Roy E. Day, Jr. is known professionally as Master Roy Day, the 2017, 2018 and 2021 ISKA US Open/World Champion in adaptive Karate and a two-time Grand Champion at the Battle of Atlanta in weapons and forms. Master Day has always been a person with many passions throughout his lifetime: mysticism, the martial arts, shamanism, scuba diving, and motorcycles. Master Day was a high school soccer star who just four months after graduation fell the equivalent of seven stories in an industrial demolition accident that took two lives. Within a year of his injury he was introduced to Karate and the invisible but prevalent problem of crime against the disabled. He studied with Okinawan-trained Karate Master Jack Johns learning control of both the body and the mind. Day trained, went to college, coached soccer, wrote, and studied spiritual healing. As a young man Day met Ruth Stillman, a deeply spiritual, highly respected Esoteric Section-trained Theosophist fifty years his senior. She opened up the world of mysticism to Day, and introduced him to author Eve Eaton who wrote three of her twenty-four books about her journey into shamanism. Eaton invited Day to the Owens Valley where Roy met the esteemed Northern Paiute Medicine Man Grandfather Raymond Stone and attended his Sweat Lodge and the one at the Tule River Reservation. Day spent three extremely intense years training to be a Medicine Man/healer with Grandmother Eve Eaton and Grandfather Raymond Stone going through the Northern Paiute Sweat Lodge rituals.
In December 1995, he was introduced to wheelchair fencing. In 1997, he was the U.S. National Champion in Men’s Wheelchair Epee Fencing and competed for the U.S. in the 1998 and 2002 World Championships. He was a member of the 2000 US Olympic/Paralympic Team that competed in the Sydney Games and later went to the White House and met President Clinton. After the Games Roy went to Cairns and as a certified scuba diver had four life-changing dives experiencing the profound beauty of the Great Barrier Reefs. He has written eight books: his anthropology thesis on shamanism, The Phoenix Trilogy – an autobiography in three books of poetry, a shamanic novel, an encyclopedic approach to the subject of crime and the disabled, and his We Defend System of Self-Defense training manual. His latest book is drawn from his own personal experience defeating bladder cancer. Master Day used the ketogenic diet to defeat cancer, in unison with the best of modern medicine, and a combination of physical and psychological exercises. His pen names are: Master Roy Day, Roy E. Day Jr., R. E. Day Jr. and R. E. Day. With the exception of his newest book, all his books come in a large coffee table size and all are available as both physical books and e-books on Amazon, Lulu, and other sites. Master Day has also gotten two patents on the wheelchair accessible motorcycle he invented and is currently searching for a company that will put it into mass-production. It can be seen on YouTube as “Master Roy’s Wheelchair Accessible Motorcycle.” His websites are thewedefendsystem.org and theshamanpoet.com.

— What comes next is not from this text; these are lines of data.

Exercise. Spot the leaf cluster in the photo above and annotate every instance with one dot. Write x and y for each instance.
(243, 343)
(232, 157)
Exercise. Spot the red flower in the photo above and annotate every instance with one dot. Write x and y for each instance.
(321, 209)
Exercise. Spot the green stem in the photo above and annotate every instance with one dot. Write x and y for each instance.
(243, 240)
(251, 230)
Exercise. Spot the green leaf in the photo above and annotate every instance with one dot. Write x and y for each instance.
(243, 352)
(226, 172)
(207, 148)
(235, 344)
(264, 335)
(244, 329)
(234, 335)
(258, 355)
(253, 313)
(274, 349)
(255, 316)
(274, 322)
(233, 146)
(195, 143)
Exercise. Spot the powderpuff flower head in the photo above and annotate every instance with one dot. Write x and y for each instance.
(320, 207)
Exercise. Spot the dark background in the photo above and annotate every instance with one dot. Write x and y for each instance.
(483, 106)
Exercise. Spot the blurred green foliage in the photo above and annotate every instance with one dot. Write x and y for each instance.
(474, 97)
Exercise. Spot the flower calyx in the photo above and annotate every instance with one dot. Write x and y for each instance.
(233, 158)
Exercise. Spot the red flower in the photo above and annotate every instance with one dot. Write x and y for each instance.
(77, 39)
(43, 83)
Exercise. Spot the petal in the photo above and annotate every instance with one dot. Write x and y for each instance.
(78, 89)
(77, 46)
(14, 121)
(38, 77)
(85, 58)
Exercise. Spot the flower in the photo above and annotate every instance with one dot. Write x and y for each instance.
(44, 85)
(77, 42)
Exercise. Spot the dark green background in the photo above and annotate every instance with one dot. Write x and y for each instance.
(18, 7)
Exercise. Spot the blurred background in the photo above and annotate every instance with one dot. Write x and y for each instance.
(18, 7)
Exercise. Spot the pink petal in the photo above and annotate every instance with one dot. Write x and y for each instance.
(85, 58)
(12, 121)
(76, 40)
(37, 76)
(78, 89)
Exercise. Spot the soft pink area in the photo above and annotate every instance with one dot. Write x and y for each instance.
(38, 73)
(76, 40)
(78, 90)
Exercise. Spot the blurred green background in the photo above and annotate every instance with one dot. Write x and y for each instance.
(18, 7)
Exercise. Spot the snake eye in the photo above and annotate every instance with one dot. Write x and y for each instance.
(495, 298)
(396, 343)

In 1998, Roy began studying Kenpo Karate with the late Master Robert Quinn at what is now the Tucker Martial Arts Academy in Atlanta, which he has managed for the last five years. He spent over a decade with Mr. Quinn earning his 3rd degree Black Belt, a Master ranking, and was an instructor in his Sifu’s Tactical Emergency Security Training program. Under Master Quinn’s guidance, Day developed Ropo Kenpo (the rolling power of Kenpo used in the We Defend System) and completed his book Crime and the Disabled, an encyclopedia on the subject.